In reinforcement learning we are interested in maximizing the expected reward of an agent acting in some evironment. We represent the set of actions in an episode with a tuple of state, action, reward, next-state pairs, otherwise known as a trajectory \( \tau \sim (s_{0}, a_{0}, r_{0}, s_{1}, ..., s_{T}) \). The function, or set of rules, defining the state-next state transition behavior is referred to as the agent's \( \textit{policy} \), which is formally defined as a probability distribution over actions given a state, \( \pi(a \vert s) \). Think of an agent's policy as a representation of its decision making strategy, expressed as a conditional probability distribution. In using this definition, we implicitely restrict ourselves to processes that obey the Markov property, which describes any system for which the distribution over actions is dependent only on the current state, not prior ones. To those unfamilar this might seem restrictive, but suprisingly, many problems ranging from board games to robotics can be cast as a MDP or POMDP (partially observable MDP). This property allows us to use the chain rule to factor the joint probability distribution over the trajectory, \( p(s_{0}, a_{0}, r_{0}, s_{1}, ..., s_{T}) \), into a product of conditionals:
\[
p(s_{0}, a_{0}, r_{0}, s_{1}, ..., s_{T}) = p(s_{0})\prod_{t=0}^{T-1} \pi(a_{t} \vert s_{t}) p(r_{t}, s_{t+1} \vert a_{t}, s_{t}).
\tag{Eq. 1}\label{Eq. 1}
\]
These probabalistic factors underpin nearly all of reinforcement learning.
Reward assignment

The objective function to optimize is the cummulative, discounted, future reward. The recursive relationship between rewards from state to state lends itself to a recursive definition of the reward at time-step \( t \):
\[
\begin{split}
R_{t} &= r_{t+1} + \gamma r_{t+2} + \gamma^{2}r_{t+3} + ... \\
&= r_{t+1} + \gamma \big( r_{t+2} + \gamma r_{t+3} + ... \big) \\
&= r_{t+1} + \gamma R_{t+1} \\
&= \sum_{k=0}^{\infty}\gamma r_{t+k+1}
\end{split} \tag{Eq. 2}\label{Eq. 2}
\]
This definition is extensible to both finite and infinite length episodes. For example, if we wish to learn an optimal control policy of an HVAC system in a large building to minimize energy consumtion, we would enforce bounds of /( 0 < \gamma < 1 \). In a board game with a finite number of steps, we can relax that bound slightly, \( 0 < \gamma \leq 1 \), and then simply assign \( R_{t>T} := 0 \), where \( T \) is the terminal step, without loss of generality.

State value function

One example of where the factorization in (1) becomes useful is the state value function, \( v(s) \), which is defined as the expected reward when following policy \( \pi(a \vert s) \) from state \( \textit{s} \).
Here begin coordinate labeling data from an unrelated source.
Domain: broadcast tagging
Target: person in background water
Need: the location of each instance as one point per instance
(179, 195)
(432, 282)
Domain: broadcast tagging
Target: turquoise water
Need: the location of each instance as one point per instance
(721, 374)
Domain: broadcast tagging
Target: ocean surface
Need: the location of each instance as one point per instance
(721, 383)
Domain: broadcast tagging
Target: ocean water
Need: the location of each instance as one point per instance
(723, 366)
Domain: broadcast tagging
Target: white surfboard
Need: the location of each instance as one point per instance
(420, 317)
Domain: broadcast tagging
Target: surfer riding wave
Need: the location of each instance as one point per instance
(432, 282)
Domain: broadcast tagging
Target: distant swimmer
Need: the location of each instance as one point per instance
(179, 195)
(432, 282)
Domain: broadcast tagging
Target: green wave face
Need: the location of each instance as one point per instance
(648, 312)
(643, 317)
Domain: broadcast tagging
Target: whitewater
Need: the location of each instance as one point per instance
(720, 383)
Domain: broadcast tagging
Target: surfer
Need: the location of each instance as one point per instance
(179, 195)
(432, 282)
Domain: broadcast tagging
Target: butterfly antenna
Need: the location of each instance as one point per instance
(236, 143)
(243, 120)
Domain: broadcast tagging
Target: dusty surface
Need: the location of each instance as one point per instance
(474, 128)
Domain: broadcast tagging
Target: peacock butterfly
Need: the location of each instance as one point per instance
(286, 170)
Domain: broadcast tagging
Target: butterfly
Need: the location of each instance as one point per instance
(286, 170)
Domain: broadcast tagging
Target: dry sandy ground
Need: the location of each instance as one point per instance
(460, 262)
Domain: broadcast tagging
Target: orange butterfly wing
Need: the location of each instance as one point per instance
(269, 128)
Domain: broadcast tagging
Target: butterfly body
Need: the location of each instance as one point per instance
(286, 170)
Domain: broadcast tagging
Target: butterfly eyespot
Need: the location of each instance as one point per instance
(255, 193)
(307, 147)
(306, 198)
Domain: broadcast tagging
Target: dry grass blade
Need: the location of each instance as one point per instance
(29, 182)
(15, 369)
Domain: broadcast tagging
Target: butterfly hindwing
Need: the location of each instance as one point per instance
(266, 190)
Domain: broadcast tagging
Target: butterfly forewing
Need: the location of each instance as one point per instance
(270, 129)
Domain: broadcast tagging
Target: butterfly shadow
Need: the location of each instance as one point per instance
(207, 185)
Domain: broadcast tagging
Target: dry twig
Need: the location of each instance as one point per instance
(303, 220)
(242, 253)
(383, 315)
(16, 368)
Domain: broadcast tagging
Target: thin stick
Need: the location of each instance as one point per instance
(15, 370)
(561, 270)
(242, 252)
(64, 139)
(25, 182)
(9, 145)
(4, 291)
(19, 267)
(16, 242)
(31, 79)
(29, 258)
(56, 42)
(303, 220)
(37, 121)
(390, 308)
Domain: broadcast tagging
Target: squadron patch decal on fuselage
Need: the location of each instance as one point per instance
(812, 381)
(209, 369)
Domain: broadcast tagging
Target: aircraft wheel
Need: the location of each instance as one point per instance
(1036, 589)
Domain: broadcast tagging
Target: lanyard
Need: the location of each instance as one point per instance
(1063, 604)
Using the factorization in (1) along with the total discounted rewards emanating from timestep \( \textit{t} \) in expression (2), we can write the value function as:
\[
\begin{split}
v_{t}(s) &= E_{\tau\sim\pi} \big[R_{t} \vert s\big] \\
&= E_{\tau\sim\pi} \Big[\sum_{k=0}^{T} \gamma^{k}R_{t+k+1} | s_{t} \Big] \\
&= E_{\tau\sim\pi} \Big[r_{t} + \gamma \sum_{k=1}^{T} \gamma^{k}R_{t+k+1} | s_{t+1} \Big] \\
&= \sum_{a_{t}} \pi(a_{t}|s_{t}) \sum_{s_{t+1}} \sum_{r_{t}}p(r_{t},s_{t+1}|a_{t},s_{t}) \Big[r_{t} + \gamma v(s_{t+1}) \Big]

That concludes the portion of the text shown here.